Current and recent projects

Where Empires Meet, the border economies of Russia, China and Mongolia

An ESRC network project. As ‘rising powers’, China and Russia often attract attention, but their interactions with one another, and comparisons between them, are less understood. Yet the two powers share thousands of miles of border, with the country of independent Mongolia lodged in-between in the central part of the long frontier. This is a project from social anthropology, with multi-disciplinary links, aiming to establish an online network and organise events that will for the first time bring together international discussion on the theme of the border economies of the three countries. A workshop was held in November 2010. Project website

Oral History of Twentieth Century Mongolia

Professor Caroline Humphrey is senior consultant on this large AHRC funded co-operative research project between the MIASU and the National University of Mongolia in Ulaanbaatar. The Principal Investigator is Dr David Sneath and the project is managed by Dr Christopher Kaplonski. The project has collected almost 600 personal oral histories from Mongolians throughout the country to create a publicly accessible, dual-language database of the oral history of twentieth-century Mongolia.

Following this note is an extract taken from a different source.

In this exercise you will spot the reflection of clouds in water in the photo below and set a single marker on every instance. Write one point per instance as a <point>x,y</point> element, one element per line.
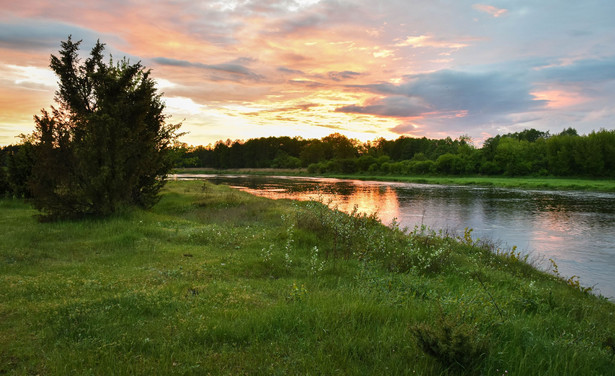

The aim is to create a new understanding of individuals’ memories and experiences of state transformation and to document and analyze the remarkable changes that this huge but remote country has experienced. This project will help preserve Mongolian cultural and historical heritage and further develop collaborative anthropological and historial research projects between Mongolia and the UK.

Black Sea Currents

A recently completed project. Professor Caroline Humphrey with Dr Yael Navaro-Yashin and Dr Vera Skvirskaya were funded by the Migration and Diasporas Programme of the AHRC for a 3-year study entitled ‘Black Sea Currents’, a comparative analysis of the cosmopolitan dynamics and migration flows of two great Black Sea port cities – Odessa, Ukraine and Istanbul, Turkey – focusing on old and new diasporic subjectivities and identities. Historically it investigated urban coexistence in the authoritarian Tsarist/Soviet and Ottoman states and the effects of the Cold War and its aftermath. It involved contemporary research on the residues and memories of these periods, as well as current flows of diverse migrants between the two cities and considered the impact – in particular the cultural impact – of these sporadic, yet repeated, travels across the Black Sea, which until recently seemed to divide the region into different worlds, “European”/”Asian”, “Communist”/”non-Communist”, and “Christian”/”Muslim”

A tibetan woman-lama and her reincarnations: a study of the samding dorje phagmo (15th–21st Century)

Funded by the AHRC, this project was directed by Professor Caroline Humphrey in collaboration with Dr David Sneath (MIASU) and Burkhard Quessel (British Library), and the principal investigator is Dr Hildegard Diemberger.

Mergen Süme, a Buddhist Monastery in Inner Mongolia

This research by Professor Caroline Humphrey and Dr Hurelbaatar Ujeed was funded by the McDonald Institute for Archaeological Research (Cambridge), the British Academy and MIASU. This a long-term project has studied the history, social organization, liturgy, and modes of transmission of the unique Mongolian language Buddhist chanting tradition of Mergen Monastery, involving over ten years of field visits, translation of texts, and surveys of the surrounding landscape and its sacred sites. Several members of the Mongolia and Inner Asia Studies Unit and other scholars assisted in this work, including Dr Nasanbayar (Inner Mongolia University), Dr. Mönxbuyan (Inner Mongolia Normal University) and Gai Zheyi (Institute of Agricultural Development, Huhhot, Inner Mongolia), Dr James Laidlaw (King's College), Dr Balzhan Zhimbiev (MIASU), and Dr Christopher Evans (Cambridge Archaeological Unit). Several articles have been published and a book is submitted for publication.